L’alphabet de la haine: quand l’école apprend à écrire des menaces de mort

4 semaines

La lettre sur laquelle s’appuie l’édito de cette semaine n’est pas le fruit d’une sordide imagination. Elle constitue le miroir d’une faillite morale.

Et d’une inquiétante dérive au sein du système éducatif, qui, faute de repères solides et de suivi rigoureux, laisse émerger des comportements aussi alarmants qu’inacceptables. Des enfants capables de rédiger des menaces de mort avec une aisance déconcertante, là où une simple lettre de motivation reste pour beaucoup un exercice insurmontable.

Des mots gribouillés à la va-vite, sur une feuille froissée, sans majuscules, sans grammaire, sans frein. Mais avec une rage intacte. C’est le produit d’un modèle éducatif en crise, affaibli par des décennies de négligence, de réformes inachevées. Et de désengagement progressif.

Une école de la facilité, souvent livrée à elle-même, et qui, parfois, semble tolérer, sinon légitimer, une culture de la tricherie. Au risque de faire passer un sale quart d’heure à ceux qui, par conscience professionnelle, osent encore en rappeler les règles. Ici, on apprend parfois à menacer avant de savoir conjuguer, à violenter avant de décliner. A haïr avant même d’apprendre à lire et se relire.

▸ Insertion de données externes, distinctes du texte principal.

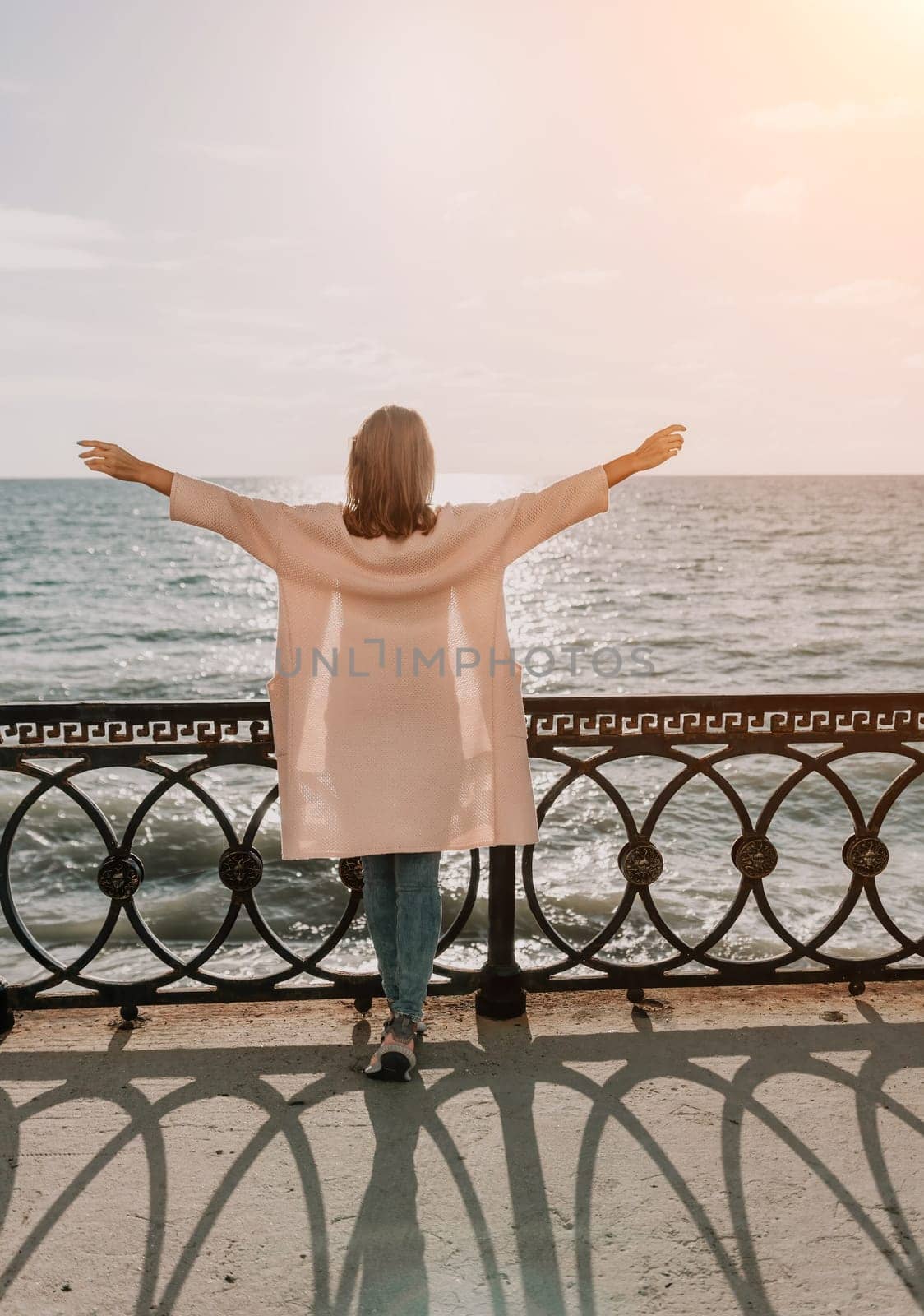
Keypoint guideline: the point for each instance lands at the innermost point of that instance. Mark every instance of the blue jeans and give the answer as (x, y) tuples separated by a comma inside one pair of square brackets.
[(404, 915)]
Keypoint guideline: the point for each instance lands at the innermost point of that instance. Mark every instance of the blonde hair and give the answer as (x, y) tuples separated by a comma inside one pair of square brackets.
[(390, 475)]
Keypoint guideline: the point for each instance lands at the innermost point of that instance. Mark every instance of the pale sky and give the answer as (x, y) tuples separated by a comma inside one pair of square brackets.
[(231, 229)]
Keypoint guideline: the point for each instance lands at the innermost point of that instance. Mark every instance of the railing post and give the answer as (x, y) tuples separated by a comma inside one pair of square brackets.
[(501, 994), (7, 1017)]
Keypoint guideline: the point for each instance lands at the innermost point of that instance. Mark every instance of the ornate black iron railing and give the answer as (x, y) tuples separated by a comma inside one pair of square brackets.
[(50, 745)]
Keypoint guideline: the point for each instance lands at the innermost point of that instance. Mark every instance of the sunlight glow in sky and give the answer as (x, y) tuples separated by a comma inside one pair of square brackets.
[(229, 230)]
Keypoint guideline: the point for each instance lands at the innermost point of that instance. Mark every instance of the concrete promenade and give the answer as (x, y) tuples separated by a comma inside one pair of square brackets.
[(737, 1149)]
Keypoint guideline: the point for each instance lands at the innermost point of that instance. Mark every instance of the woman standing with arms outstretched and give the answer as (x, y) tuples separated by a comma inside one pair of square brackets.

Radiographie d’une institution vacillante

Ce n’est pas une anecdote isolée. C’est la radiographie douloureuse d’une institution qui vacille, dans un État qui aspire à intégrer le club des pays à revenus intermédiaires à l’horizon 2030. Dans cinq petites années seulement. La lettre en question cristallise un symptôme : celui d’un mal profond qui interpelle autant les familles que les autorités. Les enseignants que les élèves.
La menace n’est plus une métaphore. C’est la terrible réalité qui donne froid dans le dos. S.N., professeur de mathématiques en poste au collège municipal de Zikisso et membre du secrétariat du centre d’examen, a vu son domicile attaqué à coups de pierres et de bouteilles, après avoir été accusé d’avoir empêché des candidats de tricher lors des épreuves du baccalauréat !

Indignation ?

Une lettre manuscrite contenant des menaces explicites a été retrouvée à son domicile, selon une information relayée sur les réseaux sociaux par Niamien Sarkozy, secrétaire général national du CONAPEPSCI. Cet acte, au-delà de l’indignation légitime qu’il pourrait susciter, soulève une question fondamentale : comment en est-on arrivé là ?
Faudrait-il s’en étonner ou être surpris que des apprenants revendiquent ouvertement le droit de tricher ? Peut-être. Mais de quoi cette attitude et ces comportements déviants sont-ils le reflet ?

Lorsque des hauts fonctionnaires prospèrent dans la corruption et le faux, que certains ministres de la République s’illustrent davantage par des invectives que par l’exemplarité, il serait illusoire d’attendre de la jeunesse qu’elle respecte des principes que l’élite elle-même piétine allègrement. On récolte les citoyens qu’on a semés. Sans éducation au civisme et à la citoyenneté, les fondations mêmes de la République se fragilisent. C’est sociologique. La société se pérennise par reproduction. Et sans rupture de ce cycle, les mêmes dérives se perpétuent.

État des lieux

Avant d’exhorter à la paix et à la discipline, il faudrait déjà savoir ce qu’on enseigne et pourquoi. Or, aujourd’hui, et de manière objective, quelle est la politique éducative en Côte d’Ivoire ?
À chacun de dresser l’état des lieux. Une politique éducative cohérente découle d’un véritable projet de société, structuré, financé, assumé.

Elle ne peut être une promesse de campagne éphémère, mais doit reposer sur des engagements durables et mesurables. L’avenir de la jeunesse ne devrait pas se construire dans des écoles délabrées, des salles de classe surpeuplées, avec des enseignants souvent sous-payés, démotivés, et pour certains, marginalisés — sans faire injure aux nombreux enseignants qui, malgré tout, tiennent debout la flamme du savoir.

Comment produire des résultats de qualité quand tant de personnels éducatifs peinent à s’affranchir du minimum vital ? Comment espérer former des esprits respectueux de l’autorité, de l’ordre, de la discipline et de l’intérêt général dans des conditions aussi hostiles à la pédagogie ?
Poser la question, c’est y répondre.